Rise & Fall of the Shiar Empire

Ceux qui ont lu Uncanny X-Men ces 7 dernières années savent que le traitement fait à la série mère et historique de la franchise X n'a pas été des plus tendres.
Ian Churchill, Joe Casey, Chuck Austen, Philip Tan, Kia Asamiya, Chris Claremont, Roger Cruz, rien ne leur aura été épargné. A part quelques jolis épisodes à regarder signés Alan Davis, Chris Bachalo ou Olivier Coipel, pas grand chose d'intéressant ne fût proposé.
Puis vint Ed Brubaker. Avec Deadly Genesis, il a ré-inventé le passé des X-Men de façon incroyable. Il a réduit le professeur Xavier à un rôle de sombre manipulateur dépassé par les évenements et faisant des choix discutables, introduit Vulcan, le 3ème frère Summer, et ouvert les portes de Rise & Fall of the Shi'ar Empire, une saga d'un an (12 épisodes) savoureuse qui a su redonner aux Uncanny X-Men un goût autre que celui de l'amertume.

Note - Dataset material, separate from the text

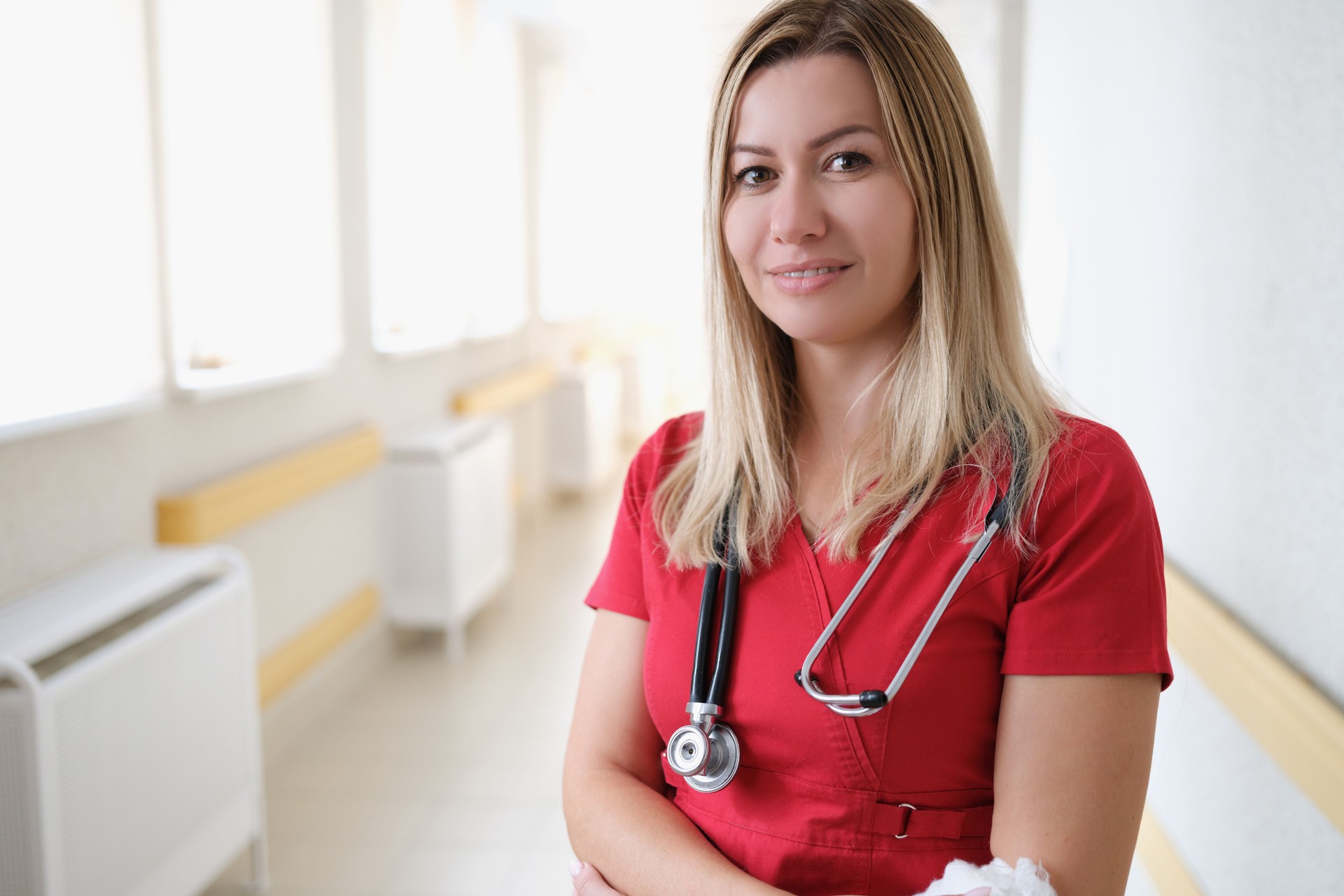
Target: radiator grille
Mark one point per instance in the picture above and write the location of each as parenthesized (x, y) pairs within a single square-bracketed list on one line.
[(18, 871), (151, 742)]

Malgré le talent de personnes comme John Byrne ou Jim Lee, les sagas des X-Men dans l'espace m'ont toujours lassé. J'ai toujours trouvé les Shi'ar d'un ennui mortel, et les Starjammers d'un ridicule absolu. Il aura donc fallu attendre Ed Brubaker pour que je change d'avis et qu'une lueur d'intérêt vienne poindre dans mon regard désabusé. La force de brubaker, c'est son écriture : il rend les choses simples, lisibles, agréables, faciles d'accès. Ceux qui ont lu ses Daredevil et ses Authority Revolution savent de quoi je parle. Il a un talent fou, transforme le banal en chef d'oeuvre, il sait y faire et plaire aux lecteurs, c'est avec Brian K. Vaughan une des meilleures choses qui soit arrivé aux comics ces dernières années.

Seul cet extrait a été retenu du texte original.